1999 Power Gamble: Lagos, Enron & The Reform That Never Materialised

Democracy and the Push for Energy Reform
NIGERIA’S transition to civilian rule in 1999 brought renewed focus on infrastructure, particularly electricity. In Lagos, Governor Bola Ahmed Tinubu positioned power reform as a central pillar of his administration’s agenda.
A key component of this strategy was a partnership with Enron, designed to deliver stable electricity supply to Africa’s largest city. The initiative was notable for its scale and its reliance on private sector participation at a time when Nigeria’s power industry was dominated by the state-owned National Electric Power Authority.
Federal authorities initially signalled support. Bola Ige described the project as a milestone in attracting foreign investment and modernising the sector.
Structural Fault Lines Emerge
However, the project quickly exposed deep structural weaknesses within Nigeria’s governance framework. Disagreements over financing obligations and operational control led to a breakdown in cooperation between Lagos State, NEPA, and federal agencies.
NEPA’s inability to meet its financial commitments became a major sticking point, while federal officials adopted a cautious—at times disengaged—approach. This fragmentation highlighted the absence of a unified national strategy for power sector reform.
The episode also illustrated the challenges of implementing subnational initiatives within a centrally regulated sector.
Scrutiny, Risk, and Policy Debate
The Enron agreement sparked broader debate about the risks of public-private partnerships in emerging markets. The World Bank raised concerns about the financial structure of the deal, particularly the allocation of risk.
Critics argued that the lack of open bidding and the perceived imbalance in contractual obligations could expose the government to significant financial liabilities. Supporters, however, contended that urgent infrastructure needs justified expedited decision-making.

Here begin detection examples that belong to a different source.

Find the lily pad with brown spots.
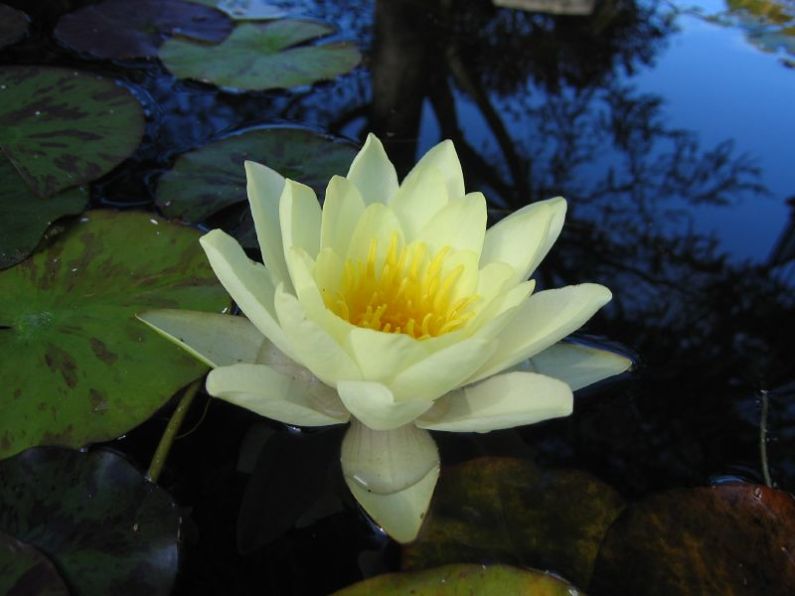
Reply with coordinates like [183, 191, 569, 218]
[0, 532, 69, 596]
[0, 211, 229, 458]
[0, 161, 88, 269]
[158, 19, 361, 91]
[0, 4, 30, 49]
[0, 447, 180, 596]
[403, 457, 624, 586]
[591, 484, 795, 596]
[55, 0, 232, 59]
[335, 564, 584, 596]
[0, 66, 144, 197]
[157, 127, 356, 222]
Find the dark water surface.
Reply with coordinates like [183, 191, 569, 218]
[0, 0, 795, 594]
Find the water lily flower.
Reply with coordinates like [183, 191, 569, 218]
[140, 135, 630, 542]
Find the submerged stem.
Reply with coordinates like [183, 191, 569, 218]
[146, 380, 201, 482]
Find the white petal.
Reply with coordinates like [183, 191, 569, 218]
[199, 230, 292, 356]
[243, 161, 290, 283]
[337, 381, 433, 430]
[416, 372, 573, 432]
[347, 134, 398, 204]
[480, 197, 566, 282]
[471, 284, 611, 382]
[207, 364, 349, 426]
[340, 420, 439, 543]
[517, 342, 632, 391]
[136, 309, 262, 368]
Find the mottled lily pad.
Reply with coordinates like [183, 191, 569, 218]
[0, 447, 180, 596]
[0, 532, 69, 596]
[0, 4, 30, 48]
[403, 457, 624, 585]
[335, 564, 582, 596]
[0, 66, 144, 197]
[0, 161, 88, 269]
[157, 128, 356, 222]
[159, 19, 361, 91]
[0, 211, 229, 458]
[591, 484, 795, 596]
[55, 0, 232, 59]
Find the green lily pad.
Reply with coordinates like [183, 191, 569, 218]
[0, 4, 30, 48]
[0, 532, 69, 596]
[0, 211, 229, 458]
[159, 19, 361, 91]
[403, 457, 624, 585]
[0, 447, 180, 596]
[55, 0, 232, 59]
[335, 565, 582, 596]
[0, 161, 88, 269]
[0, 66, 144, 197]
[591, 484, 795, 596]
[157, 128, 356, 222]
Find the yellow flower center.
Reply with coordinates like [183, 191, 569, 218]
[326, 235, 478, 339]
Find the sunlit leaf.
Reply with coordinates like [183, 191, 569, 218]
[159, 19, 361, 91]
[0, 211, 228, 458]
[0, 66, 144, 197]
[0, 447, 180, 596]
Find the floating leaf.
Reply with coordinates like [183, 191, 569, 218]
[0, 66, 144, 196]
[55, 0, 232, 59]
[0, 161, 88, 269]
[403, 457, 623, 585]
[159, 19, 361, 91]
[0, 532, 69, 596]
[335, 564, 582, 596]
[0, 4, 30, 48]
[0, 447, 180, 596]
[157, 128, 356, 222]
[0, 211, 228, 458]
[591, 484, 795, 596]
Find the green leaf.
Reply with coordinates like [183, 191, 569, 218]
[55, 0, 232, 59]
[0, 4, 30, 48]
[591, 484, 795, 596]
[159, 19, 361, 91]
[0, 211, 229, 458]
[0, 447, 180, 596]
[335, 564, 582, 596]
[157, 128, 356, 222]
[0, 532, 69, 596]
[0, 66, 144, 197]
[0, 161, 88, 269]
[403, 457, 624, 585]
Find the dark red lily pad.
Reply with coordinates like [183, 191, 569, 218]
[0, 66, 144, 197]
[335, 564, 583, 596]
[0, 447, 180, 596]
[591, 484, 795, 596]
[0, 4, 30, 49]
[0, 532, 69, 596]
[55, 0, 233, 59]
[403, 457, 624, 585]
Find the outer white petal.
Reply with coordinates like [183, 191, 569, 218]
[480, 197, 566, 282]
[136, 309, 262, 368]
[243, 161, 290, 284]
[340, 420, 439, 543]
[199, 230, 292, 356]
[516, 342, 632, 391]
[207, 364, 349, 426]
[471, 284, 612, 382]
[347, 134, 398, 204]
[416, 372, 573, 432]
[337, 381, 433, 430]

Tinubu’s administration defended the agreement, framing external criticism as counterproductive to development efforts.
Collapse and Consequences
As disputes intensified, the project lost momentum. Efforts to renegotiate terms and restructure implementation failed to restore confidence among stakeholders.
By mid-2000, the initiative had effectively collapsed, marking a significant setback for early attempts at power sector reform in Nigeria’s Fourth Republic.
The failure had broader implications, reinforcing investor caution and delaying the adoption of comprehensive reforms that would only gain traction years later.
A Historical Lens on Today’s Energy Challenges
Nigeria’s current electricity challenges—characterised by limited generation, weak transmission infrastructure, and persistent outages—mirror many of the issues that plagued the Enron project.
The Lagos initiative serves as an early case study in the complexities of reforming critical infrastructure in a politically fragmented environment.
For policymakers, the episode underscores the need for clear regulatory frameworks, transparent procurement processes, and coordinated action across levels of government.
More importantly, it highlights the cost of missed opportunities in sectors that are foundational to economic growth and national development.